We’ll all find out soon whether next week’s elections yield the “Democratic wave” so many political seers have predicted. There isn’t much doubt, however, about another kind of electoral wave that has been building across America and is set to crash on Tuesday.
That tsunami is the property-rights backlash, which is the direct result of last year’s misguided and deeply unpopular Supreme Court decision in Kelo v. City of New London. A narrow Court majority decided that the Constitution’s “takings” clause somehow allowed the government to seize private property not merely for “public use” but also on behalf of other private interests. . . . No fewer than 11 states (see nearby table) have ballot measures designed to limit government’s ability to pilfer private property for someone else’s private economic development. Eight initiatives would enshrine those restrictions in state constitutions, and polls show that most are headed for victories.
State Libertarian Parties should learn a thing or two about the time and effort that goes into these winnable single issue campaigns versus candidate races that keep losing (most times far outside the margin of victory). A noble strategy to follow would be to reposition our political efforts into putting initiatives on ballots at the state level and solidly building a roster of qualified candidates up from the local level for the next two election cycles.
Of course, this idea of actually playing the game of politics won’t fly with those libertarians who don’t care about winning in the first place and view our cause as an educational one.
Update: Brian Lewis at News Leader:
After meeting with a couple of Libertarian candidates this year, I’ve decided it’s not the party, it’s the people whom the party gets to run for office.

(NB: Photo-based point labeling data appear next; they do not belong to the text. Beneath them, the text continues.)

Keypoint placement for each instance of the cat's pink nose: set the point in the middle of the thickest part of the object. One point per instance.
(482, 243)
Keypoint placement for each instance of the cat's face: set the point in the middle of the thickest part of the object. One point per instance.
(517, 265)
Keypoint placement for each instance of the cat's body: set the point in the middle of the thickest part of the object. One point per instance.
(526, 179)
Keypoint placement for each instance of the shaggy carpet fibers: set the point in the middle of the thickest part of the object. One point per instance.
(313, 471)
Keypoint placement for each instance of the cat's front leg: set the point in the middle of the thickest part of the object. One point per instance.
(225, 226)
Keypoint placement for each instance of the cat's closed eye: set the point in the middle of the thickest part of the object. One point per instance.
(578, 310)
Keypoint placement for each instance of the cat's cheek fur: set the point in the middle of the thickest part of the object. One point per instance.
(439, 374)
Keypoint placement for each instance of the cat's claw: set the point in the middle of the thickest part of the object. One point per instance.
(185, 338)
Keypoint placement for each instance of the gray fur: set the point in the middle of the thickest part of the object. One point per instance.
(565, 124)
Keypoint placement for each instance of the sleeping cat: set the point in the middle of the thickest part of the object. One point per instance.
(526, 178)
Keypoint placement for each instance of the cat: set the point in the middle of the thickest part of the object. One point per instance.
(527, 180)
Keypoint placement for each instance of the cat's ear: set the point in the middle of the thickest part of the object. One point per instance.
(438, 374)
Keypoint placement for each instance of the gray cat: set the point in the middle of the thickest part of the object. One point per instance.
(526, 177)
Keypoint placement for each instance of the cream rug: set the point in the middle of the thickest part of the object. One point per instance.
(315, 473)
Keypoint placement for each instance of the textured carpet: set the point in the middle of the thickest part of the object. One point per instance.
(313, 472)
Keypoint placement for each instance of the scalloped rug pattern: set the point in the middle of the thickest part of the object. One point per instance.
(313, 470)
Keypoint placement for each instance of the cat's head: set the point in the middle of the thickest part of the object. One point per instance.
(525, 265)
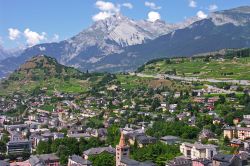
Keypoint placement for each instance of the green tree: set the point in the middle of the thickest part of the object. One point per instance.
(103, 159)
(43, 147)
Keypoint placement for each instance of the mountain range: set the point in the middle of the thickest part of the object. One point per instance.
(122, 44)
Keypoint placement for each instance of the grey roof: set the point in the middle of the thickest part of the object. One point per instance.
(198, 145)
(19, 142)
(147, 163)
(223, 157)
(180, 161)
(129, 162)
(35, 161)
(4, 163)
(95, 151)
(46, 157)
(169, 137)
(79, 159)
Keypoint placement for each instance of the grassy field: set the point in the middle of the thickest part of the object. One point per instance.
(70, 86)
(238, 69)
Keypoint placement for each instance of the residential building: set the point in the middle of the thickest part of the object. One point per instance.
(241, 133)
(198, 150)
(96, 151)
(122, 155)
(122, 151)
(4, 163)
(228, 160)
(75, 160)
(141, 139)
(180, 161)
(170, 139)
(202, 162)
(19, 146)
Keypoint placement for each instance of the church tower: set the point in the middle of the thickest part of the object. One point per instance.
(122, 150)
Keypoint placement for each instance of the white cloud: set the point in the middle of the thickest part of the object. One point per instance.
(213, 7)
(152, 5)
(55, 37)
(107, 6)
(153, 16)
(192, 3)
(33, 38)
(1, 40)
(201, 14)
(101, 16)
(14, 33)
(127, 5)
(42, 48)
(107, 9)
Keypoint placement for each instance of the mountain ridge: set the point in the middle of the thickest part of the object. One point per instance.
(121, 44)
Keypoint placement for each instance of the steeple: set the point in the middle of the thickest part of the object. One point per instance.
(122, 140)
(122, 150)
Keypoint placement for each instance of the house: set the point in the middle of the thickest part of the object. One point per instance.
(206, 134)
(19, 146)
(180, 161)
(78, 136)
(49, 159)
(4, 163)
(202, 162)
(75, 160)
(241, 132)
(141, 139)
(170, 139)
(122, 155)
(198, 150)
(236, 143)
(96, 151)
(228, 160)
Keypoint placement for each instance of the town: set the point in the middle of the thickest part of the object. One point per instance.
(125, 120)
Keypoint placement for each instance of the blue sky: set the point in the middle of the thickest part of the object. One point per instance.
(28, 22)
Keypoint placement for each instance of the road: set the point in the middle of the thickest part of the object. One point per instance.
(163, 76)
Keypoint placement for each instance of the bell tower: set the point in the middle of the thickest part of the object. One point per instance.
(122, 150)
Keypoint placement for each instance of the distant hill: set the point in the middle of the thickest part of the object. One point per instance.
(43, 67)
(121, 44)
(44, 72)
(225, 64)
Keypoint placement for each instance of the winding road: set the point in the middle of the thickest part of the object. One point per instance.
(166, 76)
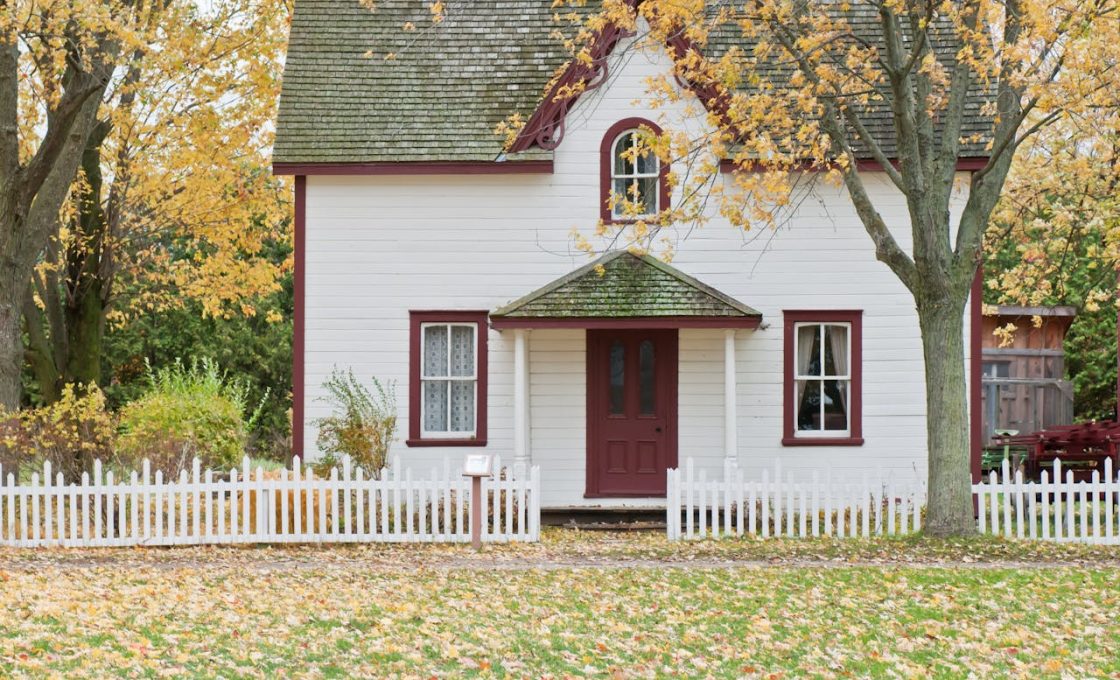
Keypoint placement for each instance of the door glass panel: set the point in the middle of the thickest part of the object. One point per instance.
(617, 379)
(646, 379)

I know; running for office is a tough, thankless task. And the Libertarians start with a high hurdle to overcome. There just aren’t very many of them. It’s hard to campaign when you’re trying to hold down a full-time job and also get out and knock on doors and raise money.
Except the two Libertarian candidates I talked to expressed a disdain for raising money. Tom Martz, who is running for state representative in the 139th district, said he didn’t want someone to think that they could buy his vote on an issue just because they contributed to his campaign. It’s a holier-than-thou approach.
They’re the pure candidates, not tainted by money from their supporters. Essentially all other candidates are prostitutes, politicians of easy virtue.
This brings up two problems. One, if a politician isn’t going to raise money, then he isn’t serious about running for office. Two, a politician ought to have the integrity to vote the way either his heart or his constituents want him to vote. A financial supporter could have some small amount of influence but should take a back seat to more important factors.
The bottom line though is that the Libertarian candidates I met seemed much more passionate about Libertarian philosophy than government and winning campaigns.
This is the major divide in the Libertarian Party and we need to figure out how to come to terms with ourselves.